To the rescue: ANATOMICAL TRANSFER FUNCTION (ATF). Since our backs are not shaped the same as our fronts, frequencies coming at us from different directions are absorbed and reflected differently on their way to our eardrums. This gives our brain hints about whether the night train is going to mash us from the front or from the rear as we walk the dark tracks. For example, they have found that because of the body's shape, sounds coming from our front become louder in the range of 3000 Hz, those from our rear are boosted at about 1000 Hz and those from above at 7000 Hz. The main problem of this system is that it's sometimes difficult to tell if the 3000 Hz boost we hear is because the sound is coming from our front, or because that particular choo-choo has a big sound peak at 3000 Hz.

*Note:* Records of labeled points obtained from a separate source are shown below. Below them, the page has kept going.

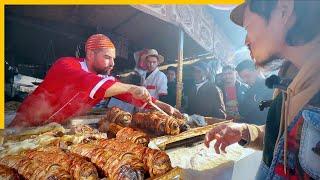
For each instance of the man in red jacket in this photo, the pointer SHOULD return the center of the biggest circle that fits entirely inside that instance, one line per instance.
(73, 85)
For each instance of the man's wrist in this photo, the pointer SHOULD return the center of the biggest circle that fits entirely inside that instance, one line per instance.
(245, 136)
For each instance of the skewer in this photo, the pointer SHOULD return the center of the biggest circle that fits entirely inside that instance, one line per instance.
(157, 108)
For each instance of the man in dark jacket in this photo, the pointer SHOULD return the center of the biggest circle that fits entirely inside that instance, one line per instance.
(170, 98)
(204, 97)
(256, 93)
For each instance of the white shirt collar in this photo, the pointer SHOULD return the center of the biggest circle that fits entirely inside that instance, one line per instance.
(199, 85)
(85, 68)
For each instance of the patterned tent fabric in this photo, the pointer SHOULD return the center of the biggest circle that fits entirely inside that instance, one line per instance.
(195, 21)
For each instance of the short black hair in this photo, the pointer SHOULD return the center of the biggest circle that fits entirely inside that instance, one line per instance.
(172, 68)
(228, 68)
(246, 64)
(307, 14)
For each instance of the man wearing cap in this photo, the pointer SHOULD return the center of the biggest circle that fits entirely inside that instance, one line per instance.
(73, 85)
(233, 93)
(204, 98)
(282, 29)
(154, 80)
(256, 93)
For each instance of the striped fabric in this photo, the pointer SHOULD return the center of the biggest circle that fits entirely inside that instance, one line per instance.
(98, 41)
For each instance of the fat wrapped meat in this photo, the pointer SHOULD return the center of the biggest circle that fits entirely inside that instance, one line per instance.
(114, 164)
(33, 169)
(114, 115)
(77, 166)
(7, 173)
(160, 125)
(155, 162)
(129, 134)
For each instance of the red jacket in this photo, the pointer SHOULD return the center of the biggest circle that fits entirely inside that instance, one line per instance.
(68, 90)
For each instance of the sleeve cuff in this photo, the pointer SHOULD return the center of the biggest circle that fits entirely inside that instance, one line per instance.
(98, 91)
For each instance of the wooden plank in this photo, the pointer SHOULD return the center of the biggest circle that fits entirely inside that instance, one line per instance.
(187, 136)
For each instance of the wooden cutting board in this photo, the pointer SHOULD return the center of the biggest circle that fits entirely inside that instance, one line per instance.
(186, 138)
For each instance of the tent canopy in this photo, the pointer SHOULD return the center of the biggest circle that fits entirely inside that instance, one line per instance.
(40, 34)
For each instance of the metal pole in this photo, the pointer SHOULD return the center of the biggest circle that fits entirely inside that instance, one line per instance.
(179, 69)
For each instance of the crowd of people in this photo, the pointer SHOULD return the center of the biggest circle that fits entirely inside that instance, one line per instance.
(288, 133)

Fortunately, when reverberations off of walls and so forth are taken into consideration and compared and computed by the Superior Olive, even an unfamiliar sound source can often be pinpointed by ATF.

But if the sound you're trying to locate has one single pitch, like a smoke alarm, ATF does you no good at all, because there is no frequency spectrum for your Olive to analyze. My wife Kristi and I almost lost our minds (the ninth time) when we were hounded by a smoke alarm's shriek even after taking all the batteries out of every one in the house. We were ultimately driven to rip the alarms off the walls and pile pillows on them, to no avail. Somehow we finally remembered the Carbon Monoxide detector that we had forgotten about entirely. There was NO WAY we could tell where this screech was coming from, Olive or no Olive.

No doubt there are many more intricacies of zeroing in on sound sources, but there was one unnamed technique mentioned that intrigued me. I've named it the HASTILY UNDULATED HEAD (HUH?). If you want to know whether a sound is coming directly from the front of you or the back, or from straight above or below, turn and tilt your head a bit. That way the sound will no longer be coming right at you, perpendicular to the line drawn from ear to ear, but from an angle, and suddenly the ITD and ILD methods, useless in those directly perpendicular situations, will work just fine. I would bet my bottom dollar (which is pretty close to my top dollar) this is why dogs, cats, and all such people cock and turn their heads when they hear a sound and they're not sure of its origin. Though this may not work with a smoke alarm, it helps locate a concertina, even a half mile away.

And how can you tell a concertina is a half mile away? That's either a joke waiting for a punchline, or the syllabus for Psychoacoustics 102.


Sources:

--On the web there is much info about psychoacoustics, fascinating but much of it repetitive. One of many sites I visited was Physics Today on the web, with an article about the subject at http://www.aip.org/pt/nov99/locsound.html. Google for pychoacoustics and you get 90,000 hits! And I'd never HEARD of it!

--Accordions in the Cutover, the LP set and booklet produced by Northland College of Ashland, WI, in 1986, with Project Director James Leary, is out of print, but may be reissued as a CD later this year.